А ранним зимним вечером, когда широко и ярко горят окна всех семи этажей или когда в час окончания работы валит сразу из трех подъездов тысячный народ — те служащие, которым не надо оставаться на своих местах далеко за полночь, — в такие минуты дом выглядит особенно солидно и имеет даже свою величавую красоту.
Но люди есть люди, и как ни старайся, а вылезет, выпрется какая-нибудь ерундовина, что-нибудь мелкое и бытовое среди сверкающего порядка, вмиг нарушит весь вид.
Но и корабль есть корабль, его мелочью не возьмешь и не смутишь. Вперед! Так держать!
Чтобы поддерживать отношения с миром, не упустить ни одного сигнала извне, и чтобы не оставить втуне ни одного приказа, рожденного на каждом из семи этажей, флагман, помимо многоштатной экспедиции, ведающей входящей и исходящей документацией — она увозится и привозится мешками, — имеет еще и своих связистов. Связь — это нервы страны, любят говорить они о себе, это глаза и уши корабля и его язык сразу. Пусть они ютятся в подвале, за окнами, забранными тяжелой решеткой, пусть окна, или, вернее, только форточки, глядят в переулок, откуда синяя бензиновая гарь тяжелых лимузинов лезет в эти и без того душные помещения, — не беда. О них вообще мало кто знает. Они слышат и знают всех, на них же не обращают внимания, как мало обращает здоровый человек внимания на свои уши и голосовые связки. Связисты не в претензии, они знают свое место и делают свое дело, таков порядок.
…Выскочив из подвала, вся троица перебегает к главному министерскому подъезду — по свежему воздуху, по солнышку: старик Митрофаныч, Ваня и Просвирняк, припадающий на правую ногу. Проверять телефоны где-нибудь в отделах, где в комнате набито по десятку, а то и больше канцелярских столов, может бегать кто угодно и в одиночку, а в кабинеты министра, шести его заместителей, начальников главков отправляется уже непременно группа в два-три монтера и обязательно с кем-нибудь из конторских старших. Митрофаныч, как правило, обслуживает второй этаж, министра, и поскольку Ваня выглядит интеллигентно, любит брать Ваню с собой. Митрофанычу за пятьдесят, он кургузый, толстенький, смешной и смешливый. Он много меньше Вани ростом, голова плешивая, одет всегда бог знает в какую спецовку и штаны, и одеколонным ароматом от него разит, как от вечерней резеды. У него манера ни с того ни с сего зафыркать, залиться смехом, зажав живот короткими лапами, а потом уж, давясь и утирая слезы, рассказать какую-нибудь историйку, анекдотец — все больше насчет женщин.

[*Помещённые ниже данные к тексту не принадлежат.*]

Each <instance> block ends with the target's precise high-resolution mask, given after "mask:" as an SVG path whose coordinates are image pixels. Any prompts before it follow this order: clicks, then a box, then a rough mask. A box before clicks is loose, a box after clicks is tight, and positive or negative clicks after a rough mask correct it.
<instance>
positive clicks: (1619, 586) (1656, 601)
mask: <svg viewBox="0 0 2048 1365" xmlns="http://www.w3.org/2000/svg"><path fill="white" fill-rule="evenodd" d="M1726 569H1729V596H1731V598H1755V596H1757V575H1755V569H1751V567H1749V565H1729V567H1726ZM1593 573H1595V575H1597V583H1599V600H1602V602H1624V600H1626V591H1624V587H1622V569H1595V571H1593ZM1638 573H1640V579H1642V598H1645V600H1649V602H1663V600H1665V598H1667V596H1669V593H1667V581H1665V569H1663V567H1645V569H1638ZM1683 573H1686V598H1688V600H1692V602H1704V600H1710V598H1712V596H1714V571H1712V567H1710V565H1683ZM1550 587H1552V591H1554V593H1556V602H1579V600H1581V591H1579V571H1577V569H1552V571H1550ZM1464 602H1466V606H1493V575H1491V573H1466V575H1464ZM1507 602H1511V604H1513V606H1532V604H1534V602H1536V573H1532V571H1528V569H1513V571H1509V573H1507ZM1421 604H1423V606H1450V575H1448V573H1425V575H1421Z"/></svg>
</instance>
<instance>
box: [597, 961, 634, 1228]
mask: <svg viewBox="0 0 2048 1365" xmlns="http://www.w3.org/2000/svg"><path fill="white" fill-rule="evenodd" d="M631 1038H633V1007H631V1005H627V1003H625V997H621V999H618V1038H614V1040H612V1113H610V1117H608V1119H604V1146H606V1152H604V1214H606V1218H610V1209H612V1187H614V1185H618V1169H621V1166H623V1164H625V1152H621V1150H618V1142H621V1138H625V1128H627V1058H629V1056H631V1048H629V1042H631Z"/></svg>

Они выходили из подвала, и в дверях Митрофаныч вот так залился, захихикал, заквохтал:
— Ленка-то, Ленка давеча, ну эта-то, подавальщица из столовой!.. Ну умора, пра слово! Она уже лет пятнадцать в наркомате-то, ее только ленивый не трогал, а она, видал!..
Хорошо, что они уже выходили, Зяблик дверь полуоткрыл, а то пошел бы Митрофаныч! Про ночные кабинеты, про кожаные диваны, про душевую с той стороны подвала, про автобазу, где чистые пустые машины стоят по ночам. Митрофаныч — это еще одна его особенность — никак не может привыкнуть, что наркоматы давным-давно переименовали, и все называет по-старому: «наркомат», «нарком», «командир» вместо «офицер», «краснофлотец», «подавальщица».
На вопрос Вани, можно ли Просвирняку пойти с ними, Митрофаныч беспечно ответил: «А чего ж! Позвоню только Сухорукову».
Лицо у Митрофаныча с утра красное, лысина тоже, одеколонный дух весело отлетает от него, он добрее доброго.
Просвирняк счастлив. Он заранее засуетился, не зная, как быть теперь, что взять с собой, не идти же с пустыми руками. Ванечка сунул ему в руку моток красного провода, и Просвирняк вцепился в него, словно в спасательный круг. Бывает, до жалости неловко глядеть на Витю. И откуда он такой взялся?
Просвирняка оформили по приказу Дмитрия Иваныча на междугородку вторым монтером, единица была. Но единицу приберегал для кого-то своего Пошенкин, а тут вдруг — нате вам! — является малый лет тридцати, в шляпе, в долгополом пальто: здрасте, будем помогать, кому делать нечего! Пошенкин крайне разобиделся, а сам Просвирняк, видя, что из-за него сыр-бор разгорелся, держался виновато. Тяжело было смотреть, как он тушевался перед Пошенкиным. Но в то же время не мог скрыть радости, что попал сюда, в контору, в такой важный дом, и старался каждому улыбнуться и угодить.